Nevada is rife with elected officials and bureaucrats who treat the state public records law like a roll of Charmin. Add Las Vegas City Councilman Bob Coffin to the disgracefully long list.
Mr. Coffin is named in a legal dispute that also involves fellow City Councilman Steve Seroka and a developer seeking to build on the old Badlands Golf Course. The issue has been a matter of contention for three years, as many residents of the tony Queensridge neighborhood — which surrounds the defunct links — have fought to block plans to fill part of the open space with additional housing.
Last week, attorneys for EHB Cos. CEO Yohan Lowie, who hopes to develop the property, asked a federal judge to prevent Mr. Coffin and Mr. Seroka from voting on an ordinance, set to be considered Oct. 15, related to the Badlands controversy. They allege the two councilmen are biased against Mr. Lowie and can’t give the matter a fair hearing.
The legal case is a Hail Mary. Members of the council have no obligation to be impartial. They’re supposed to have opinions, make decisions and cast votes. Absent criminal behavior, it should be up to their constituents, not a judge, to hold them accountable for their policy positions.

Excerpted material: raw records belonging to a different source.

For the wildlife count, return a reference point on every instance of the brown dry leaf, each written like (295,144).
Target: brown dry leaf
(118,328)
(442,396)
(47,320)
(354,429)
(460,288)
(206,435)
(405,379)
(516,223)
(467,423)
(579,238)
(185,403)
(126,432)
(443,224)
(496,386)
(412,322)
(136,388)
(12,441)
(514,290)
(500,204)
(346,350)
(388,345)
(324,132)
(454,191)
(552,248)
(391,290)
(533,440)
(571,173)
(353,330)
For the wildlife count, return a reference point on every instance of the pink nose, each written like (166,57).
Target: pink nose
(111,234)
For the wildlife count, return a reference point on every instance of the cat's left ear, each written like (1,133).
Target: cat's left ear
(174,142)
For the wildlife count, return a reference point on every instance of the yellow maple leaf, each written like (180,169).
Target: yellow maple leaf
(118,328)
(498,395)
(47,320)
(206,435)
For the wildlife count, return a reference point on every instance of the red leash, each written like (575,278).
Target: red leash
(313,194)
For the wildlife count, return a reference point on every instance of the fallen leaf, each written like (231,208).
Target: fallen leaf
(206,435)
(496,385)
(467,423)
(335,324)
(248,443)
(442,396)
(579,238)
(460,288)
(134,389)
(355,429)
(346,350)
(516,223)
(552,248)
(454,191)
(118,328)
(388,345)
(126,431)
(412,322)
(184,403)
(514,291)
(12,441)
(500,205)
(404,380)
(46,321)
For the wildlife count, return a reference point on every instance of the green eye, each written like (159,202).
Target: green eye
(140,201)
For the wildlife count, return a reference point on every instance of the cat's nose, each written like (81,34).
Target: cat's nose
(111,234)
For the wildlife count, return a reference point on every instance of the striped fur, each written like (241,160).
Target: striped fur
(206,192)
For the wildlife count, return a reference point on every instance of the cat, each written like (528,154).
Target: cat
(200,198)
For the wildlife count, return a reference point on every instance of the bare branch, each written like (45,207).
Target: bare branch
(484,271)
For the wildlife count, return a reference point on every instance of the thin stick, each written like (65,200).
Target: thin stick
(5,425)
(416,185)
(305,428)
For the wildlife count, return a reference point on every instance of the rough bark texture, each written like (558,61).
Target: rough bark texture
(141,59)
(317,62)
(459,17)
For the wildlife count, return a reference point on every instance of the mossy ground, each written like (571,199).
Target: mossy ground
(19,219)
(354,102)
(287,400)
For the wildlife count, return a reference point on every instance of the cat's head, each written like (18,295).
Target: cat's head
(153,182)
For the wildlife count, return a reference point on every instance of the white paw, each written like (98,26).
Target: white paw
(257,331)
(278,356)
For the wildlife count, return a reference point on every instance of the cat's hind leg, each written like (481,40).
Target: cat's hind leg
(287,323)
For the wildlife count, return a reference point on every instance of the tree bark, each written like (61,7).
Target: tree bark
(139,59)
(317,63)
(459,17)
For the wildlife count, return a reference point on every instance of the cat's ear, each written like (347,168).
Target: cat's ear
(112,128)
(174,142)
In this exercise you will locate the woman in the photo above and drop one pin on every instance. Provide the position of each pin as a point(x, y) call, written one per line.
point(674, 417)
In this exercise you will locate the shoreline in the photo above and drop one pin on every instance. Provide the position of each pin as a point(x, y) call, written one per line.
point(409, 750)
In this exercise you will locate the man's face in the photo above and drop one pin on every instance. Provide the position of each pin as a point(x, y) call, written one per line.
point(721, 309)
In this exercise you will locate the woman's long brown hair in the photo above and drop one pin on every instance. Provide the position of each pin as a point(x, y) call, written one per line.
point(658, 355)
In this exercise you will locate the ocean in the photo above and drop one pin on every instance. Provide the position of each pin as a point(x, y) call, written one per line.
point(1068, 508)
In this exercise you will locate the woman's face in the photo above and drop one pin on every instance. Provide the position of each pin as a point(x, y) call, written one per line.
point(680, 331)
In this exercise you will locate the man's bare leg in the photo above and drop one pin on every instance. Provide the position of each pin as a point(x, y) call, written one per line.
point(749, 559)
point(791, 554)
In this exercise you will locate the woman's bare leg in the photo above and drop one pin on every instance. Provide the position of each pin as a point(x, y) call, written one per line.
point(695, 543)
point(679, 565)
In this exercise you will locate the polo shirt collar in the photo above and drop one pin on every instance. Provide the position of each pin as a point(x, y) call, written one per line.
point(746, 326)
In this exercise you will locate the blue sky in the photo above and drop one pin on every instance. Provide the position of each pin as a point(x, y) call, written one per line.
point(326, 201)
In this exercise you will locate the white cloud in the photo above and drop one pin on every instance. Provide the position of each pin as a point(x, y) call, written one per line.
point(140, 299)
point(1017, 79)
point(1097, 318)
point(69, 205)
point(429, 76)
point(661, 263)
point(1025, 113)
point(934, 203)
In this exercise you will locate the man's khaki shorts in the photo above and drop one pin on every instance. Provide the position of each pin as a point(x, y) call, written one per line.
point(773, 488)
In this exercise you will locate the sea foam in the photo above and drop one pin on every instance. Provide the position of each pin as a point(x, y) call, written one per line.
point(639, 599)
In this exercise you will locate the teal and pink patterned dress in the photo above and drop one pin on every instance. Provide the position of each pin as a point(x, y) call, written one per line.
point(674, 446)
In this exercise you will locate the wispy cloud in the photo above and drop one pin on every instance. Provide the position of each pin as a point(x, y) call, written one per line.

But Mr. Lowie’s court filings also reveal Mr. Coffin working overtime to ensure certain communications would not come out in the event of a public records request. “Please pass word to all your neighbors,” he wrote to one Queensridge resident. “In any event tell them to NOT use the city email address but call or write to our personal addresses. For now.” He also instructed residents not to include the word “Badlands” in their electronic communications, because any such email would likely be flagged in the event of a records search.
In fact, a unanimous Nevada Supreme Court decision issued in March addresses Mr. Coffin’s shenanigans. In a case involving the Lyon County Commission, the justices ruled elected officials can’t avoid scrutiny by conducting public business on their personal devices.
Mr. Coffin is no neophyte. Before joining the City Council in 2011, he served 28 years in the Legislature. He knows better. Accountability is essential to fostering trust between citizens and local government — the open records law provides the foundation for maintaining a healthy and robust democracy. Politicians and public employees who actively work to undermine these concepts do a grave disservice to those they serve.
During a 2017 discussion over disclosure of financial contribution information, Mr. Coffin told a local writer, “Transparency is a good thing.” Unfortunately, Mr. Coffin revealed his true colors when he thought nobody was watching.